Wednesday, April 20, 2011

more integrated brain

There is increasing evidence about the need and benefit of movement for a healthy brain - and specific information about how and why this is so.

A little does a lot. Every movement counts. There are immediate gains for our health, quality of life, as well as brain function.

We can no longer be serious about the development of mind and brain without incorporating movement - or at least developing a better understanding of human anatomy and physiology.

Get started with more information. The following quotation is from the website of John Ratey, MD.

Spark Your Brain!!!

Adding exercise to your lifestyle sparks your brain function to improve learning on three levels:

First, it optimizes your mind-set to improve alertness, attention, mood, and motivation;

Second, it prepares and encourages nerve cells to bind to one another, which is the cellular basis for logging in new information; and

Third, it spurs the development of new nerve cells from stem cells in the hippocampus.

John Ratey

Monday, April 18, 2011

increased rational decision-making

Research report released today (done by Ulrich Kirk and others)

Summary: when assessing unfairness, meditators activate a different network of brain areas compared with controls enabling them to uncouple negative emotional reactions from their behavior.

These findings highlight the clinically and socially important possibility that sustained training in mindfulness meditation may impact distinct domains of human decision-making.

Frontiers: Original Research -Interoception drives increased rational decision-making in meditators playing the Ultimatum Game.

Saturday, April 9, 2011

for an integrated brain

Six-part plan for facilitating the brains capacity for development and deepening integration.

The six parts of the plan are a list from Dan Siegel, MD. I've added comments and practice suggestions.

1. Aerobic exercise

Consider not just exercising but paying close attention to the body as it moves.

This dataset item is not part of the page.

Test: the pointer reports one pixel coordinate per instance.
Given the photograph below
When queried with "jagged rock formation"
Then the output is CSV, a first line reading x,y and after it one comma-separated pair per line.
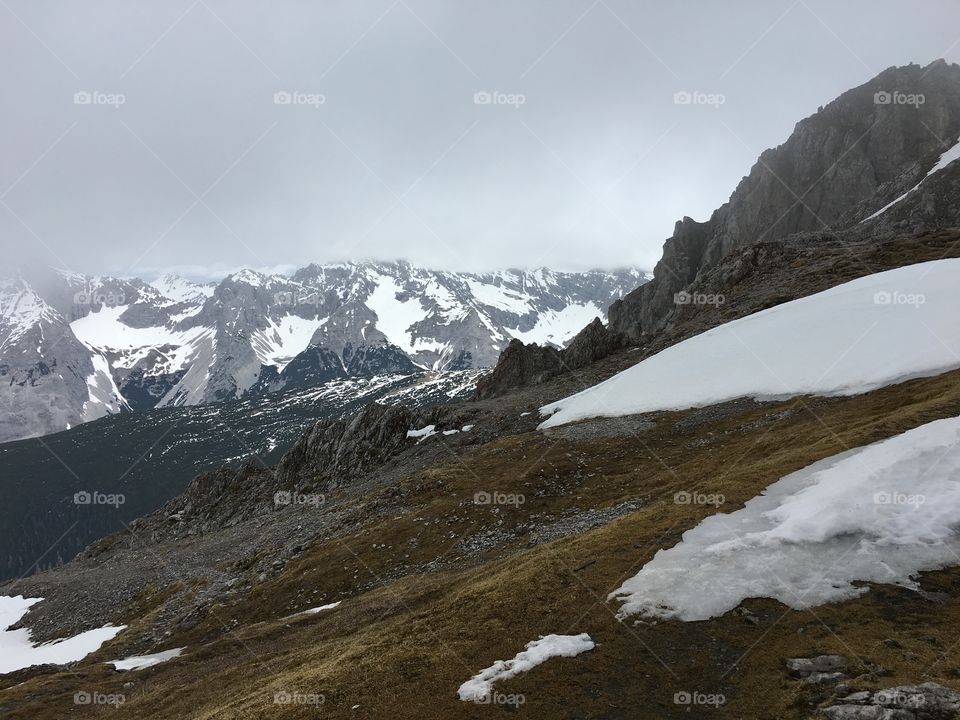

Can you notice movement without identifying the particular body part or muscles working?

Are you exerting energy in a balanced way? Are you overworking the body? Or under working? Are you alert and relaxed even as you increase exertion?

Or going further, can you notice stillness of mind within which the movement flows?

Consider also the quality of mind and the state of body after? Was your exercise mindful?

2. Sleep: adequate and restful

Just as it is good for our children to have a bedtime routine and a wind down time, so, too, for us. Are you giving yourself a balanced day, including work and relaxation?

Your system needs balance. Optimal performance requires you give yourself some rest and relaxation, even if you think you don't have time - especially if you don't have time!

3. Nutrition and Omega 3s

Seigel emphasized Omega 3s, but also mentioned overall good nutrition. Consider thinking of food and medicine. For an highly intuitive and supportive move into healthful eating see This link came to me through the Whole Foods mailing list.

4. Relationships

The Buddha suggests that if you want to be a kind person hang out with kind people. If you want to avoid being angry, limit your exposure to angry people. Whatever qualities you want to foster can be facilitated by increased exposure to them in others and to awareness of those qualities in your own continuum of experience. Like wise with what we want to diminish.

From what we now know about brain chemistry, the way we treat others actually influences their brain chemistry and cell function. From what we understand from Buddhist science of mind is that our treatment of others influences our mind and body as well. The kind of treatment we extend to others or receive from others creates health or proclivity for disease. Humiliation and shame are not just unpleasant and psychologically damaging, but harmful to the functioning of the organism on a metabolic level.

5. Novelty

Be open to variety. Try something new everyday. Simply changing your routine is a simple way to do this. Sitting in a different chair, taking a different route to work. Choose to be open and willing to explore. Take a creating course.

6. Mindful Attention (focus and mindful awareness)

Awareness is the most important step, not only to health, but to freedom. Without awareness we operate unconsciously out of past conditioning. Events come together in every moment, causes and conditions both from within our personal historical experience and within the context of the moment, from immediate events in our environment. With awareness we can learn to focus skillfully. This skillful focus is something we develop in a mature meditation practice, once we have learned the basics of practice - relaxed and alert attention to breath and body and a muscle for returning again and again to this simple focus.

Practice suggestions

Do a benchmark check. Where are you with the six step supports for brain/mind health? With this awareness you will naturally begin to take advantage of knowledge of these prescriptions and of our understanding of plastic capacity of the brain.

Please be aware that you don't need to make a project of any of these. Your natural inclination to health combined with this information will modify some choices you make. Through awareness and knowledge you have added another skillful element to the causes and conditions creating the next moment.

This writing evolved from our discussion of Siegel's suggestions and their relationship to practice that came out of our cyber sitting April 7, 2011.